With the growth of information technology and the emergence of innovative SCF solutions (Choi, 2020; Gao et al., 2018; Reza-Gharehbagh et al., 2021; Yu et al., 2020), some
governments decided to partner with digital platforms and offer the capital-constrained SCs
access to platform financing solutions to fund their GNPD activities. As a result, multi-sided
Fintech platforms (MSPs) have rapidly replaced the conventional SCF schemes and gained
substantial traction among the capital constrained SCs engaged in the green entrepreneurship. The MSP financing is now recognized as a viable means that not only addresses the
budget shortfall of capital-constrained SCs but also enables risk-averse investors and SME
entrepreneurs to hedge against the uncertainties of the GNPD market. For example, the
“Green Finance Framework” is a transparent technology-enabled platform developed by a
Norwegian company, MIRIS.6 The platform helps users in choosing, tracking, and analyzing
the flow of funds in different projects. The platform’s design and structural components are
inspired by the Green Bond Principles, which were established by the International Capital
Market Association. CarbonChain7 is another example that assists businesses in applying and
receiving green finance. Founded in 2019 in the U.K., this online platform provides quantitative and practical solutions for reducing carbon emissions in the SCs of the worlds’ largest
polluting industries such as metals, oil and gas, minerals, and agriculture; hence, tracks the
carbon footprints of SMEs’ SCs to determine which operations are most vulnerable to rising
payable costs of the carbon tax.
Offering a diverse range of regulated entrepreneurial financing facilities, such as debt
financing (DF) and equity financing (EF), theMSPs connect the SME entrepreneurs to a crowd
of investors and facilitate their access to a portfolio of SCF solutions (Reza-Gharehbagh et al.,
2021; Yang et al., 2017; Zheng et al., 2020).
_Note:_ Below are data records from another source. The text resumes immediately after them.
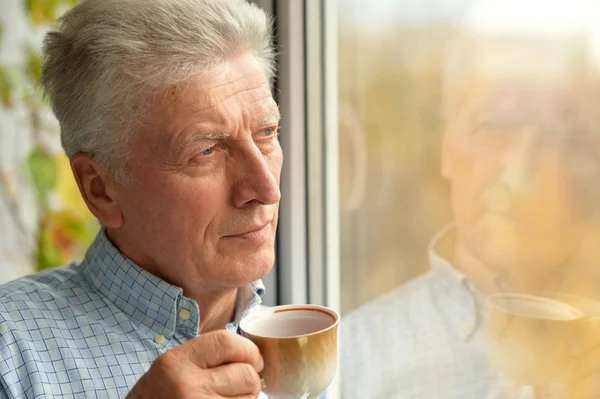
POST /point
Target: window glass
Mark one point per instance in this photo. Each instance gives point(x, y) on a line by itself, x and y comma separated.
point(469, 169)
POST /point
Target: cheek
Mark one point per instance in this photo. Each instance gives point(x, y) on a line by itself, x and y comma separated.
point(472, 175)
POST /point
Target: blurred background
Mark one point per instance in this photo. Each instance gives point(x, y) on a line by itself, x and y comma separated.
point(43, 220)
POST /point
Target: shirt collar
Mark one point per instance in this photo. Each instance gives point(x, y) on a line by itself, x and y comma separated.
point(150, 303)
point(459, 302)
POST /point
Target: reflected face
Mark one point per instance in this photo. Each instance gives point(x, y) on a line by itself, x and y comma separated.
point(515, 159)
point(203, 201)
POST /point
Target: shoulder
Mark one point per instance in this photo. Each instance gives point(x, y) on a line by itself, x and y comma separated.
point(45, 281)
point(44, 295)
point(398, 303)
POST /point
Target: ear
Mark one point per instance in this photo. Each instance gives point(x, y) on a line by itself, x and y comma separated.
point(97, 187)
point(447, 154)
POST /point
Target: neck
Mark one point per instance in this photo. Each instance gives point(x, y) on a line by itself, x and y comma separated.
point(523, 279)
point(474, 269)
point(217, 305)
point(216, 308)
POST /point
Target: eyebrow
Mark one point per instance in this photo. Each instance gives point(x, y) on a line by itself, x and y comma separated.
point(201, 137)
point(273, 115)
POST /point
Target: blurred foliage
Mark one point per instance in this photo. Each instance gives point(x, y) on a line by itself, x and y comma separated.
point(66, 227)
point(46, 11)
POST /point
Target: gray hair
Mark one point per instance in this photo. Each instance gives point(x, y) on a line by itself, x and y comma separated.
point(109, 57)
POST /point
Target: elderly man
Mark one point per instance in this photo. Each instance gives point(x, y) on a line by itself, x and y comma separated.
point(167, 116)
point(521, 155)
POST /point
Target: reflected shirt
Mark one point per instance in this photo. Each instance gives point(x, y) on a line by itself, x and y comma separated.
point(92, 329)
point(426, 339)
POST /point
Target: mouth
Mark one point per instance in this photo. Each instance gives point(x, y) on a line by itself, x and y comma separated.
point(257, 234)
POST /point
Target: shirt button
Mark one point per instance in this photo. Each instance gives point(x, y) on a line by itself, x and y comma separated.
point(184, 314)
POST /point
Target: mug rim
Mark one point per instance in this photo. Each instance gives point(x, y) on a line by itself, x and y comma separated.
point(287, 308)
point(578, 313)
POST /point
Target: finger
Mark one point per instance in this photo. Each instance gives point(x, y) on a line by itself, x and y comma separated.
point(222, 347)
point(235, 379)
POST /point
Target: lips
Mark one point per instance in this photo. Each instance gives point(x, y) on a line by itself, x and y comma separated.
point(249, 230)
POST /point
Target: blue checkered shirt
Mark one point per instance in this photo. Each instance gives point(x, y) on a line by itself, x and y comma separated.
point(92, 329)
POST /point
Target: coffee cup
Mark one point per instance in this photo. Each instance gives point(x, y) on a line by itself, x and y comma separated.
point(299, 347)
point(534, 339)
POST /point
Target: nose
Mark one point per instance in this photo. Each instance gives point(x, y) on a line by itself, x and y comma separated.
point(257, 178)
point(519, 162)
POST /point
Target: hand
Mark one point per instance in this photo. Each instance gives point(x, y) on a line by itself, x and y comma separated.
point(218, 364)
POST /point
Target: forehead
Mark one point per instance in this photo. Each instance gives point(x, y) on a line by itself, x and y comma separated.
point(537, 103)
point(239, 90)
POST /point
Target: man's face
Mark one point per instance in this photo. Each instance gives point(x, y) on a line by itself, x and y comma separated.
point(514, 158)
point(202, 205)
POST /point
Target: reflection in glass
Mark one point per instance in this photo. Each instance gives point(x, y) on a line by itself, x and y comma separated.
point(477, 126)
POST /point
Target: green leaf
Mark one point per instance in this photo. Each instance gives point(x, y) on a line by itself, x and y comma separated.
point(7, 87)
point(43, 170)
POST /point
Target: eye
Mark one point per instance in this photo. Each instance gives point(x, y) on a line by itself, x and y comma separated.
point(268, 132)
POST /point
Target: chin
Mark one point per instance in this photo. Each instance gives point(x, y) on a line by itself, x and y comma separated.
point(246, 268)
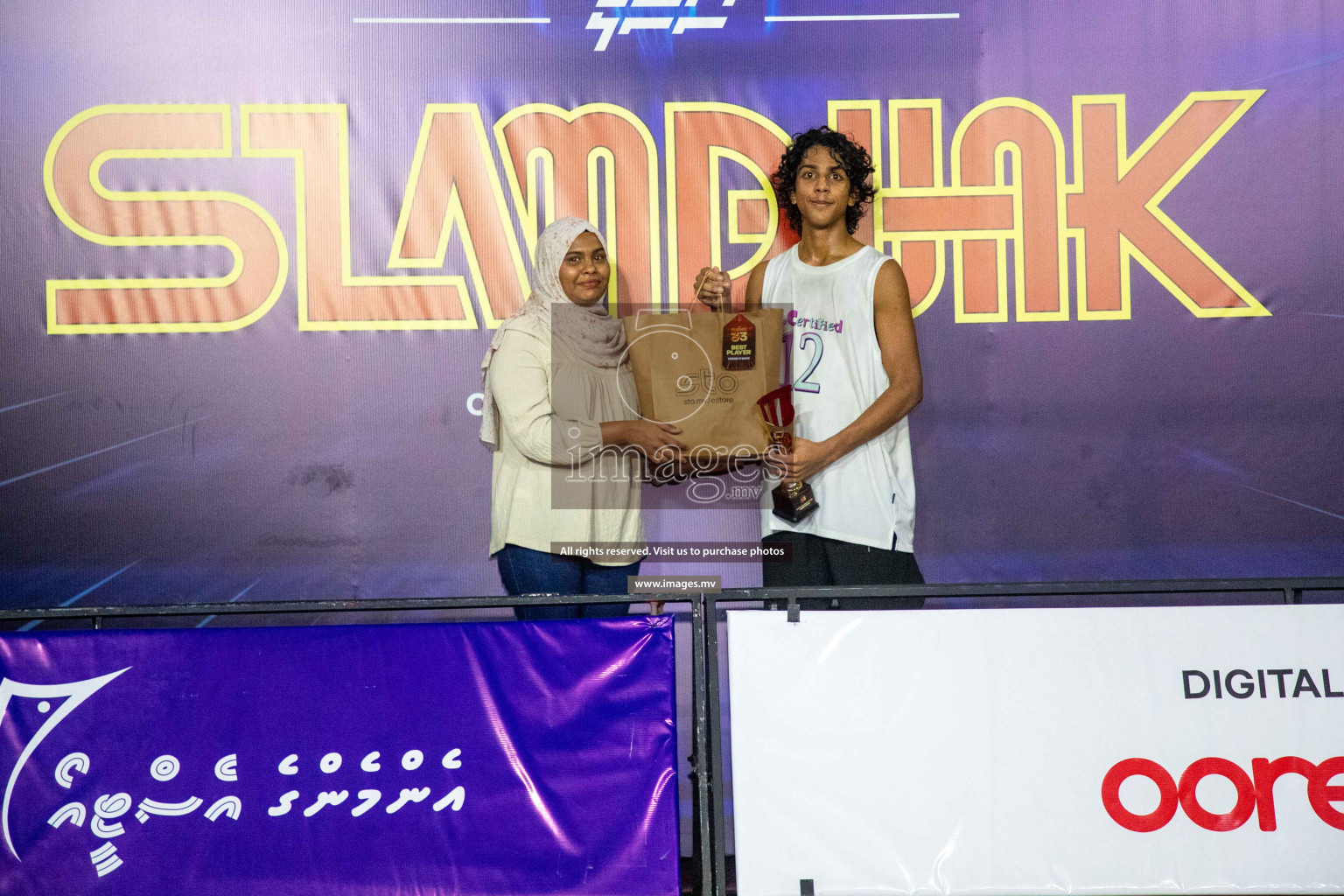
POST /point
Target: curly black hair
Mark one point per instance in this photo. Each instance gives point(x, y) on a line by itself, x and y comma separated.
point(858, 168)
The platform financing has three key features that
motivate the SME entrepreneurs to participate in the regulated GNPD programs: (i) needless
of conventional intermediaries and associated challenges, the MSPs play a match-making
role and enable SME entrepreneurs and investors to directly connect via a regulated digital
platform; (ii) while decreasing the funding and investment costs, the MSPs enable the SME
entrepreneurs and investors to reduce their fundraising and investment risks by channeling
the accumulated capital into different streams (e.g., DF and EF); (iii) unlike the conventional
DF mechanisms, the platform-based EF schemes are gaining significant popularity among
the green entrepreneurs.8 By promoting EF, the MSPs can incentivize the investors and SME
entrepreneurs to take part in GNPD and cooperate with host governments in attaining their
green entrepreneurship goals while achieving higher profits and improved competitiveness.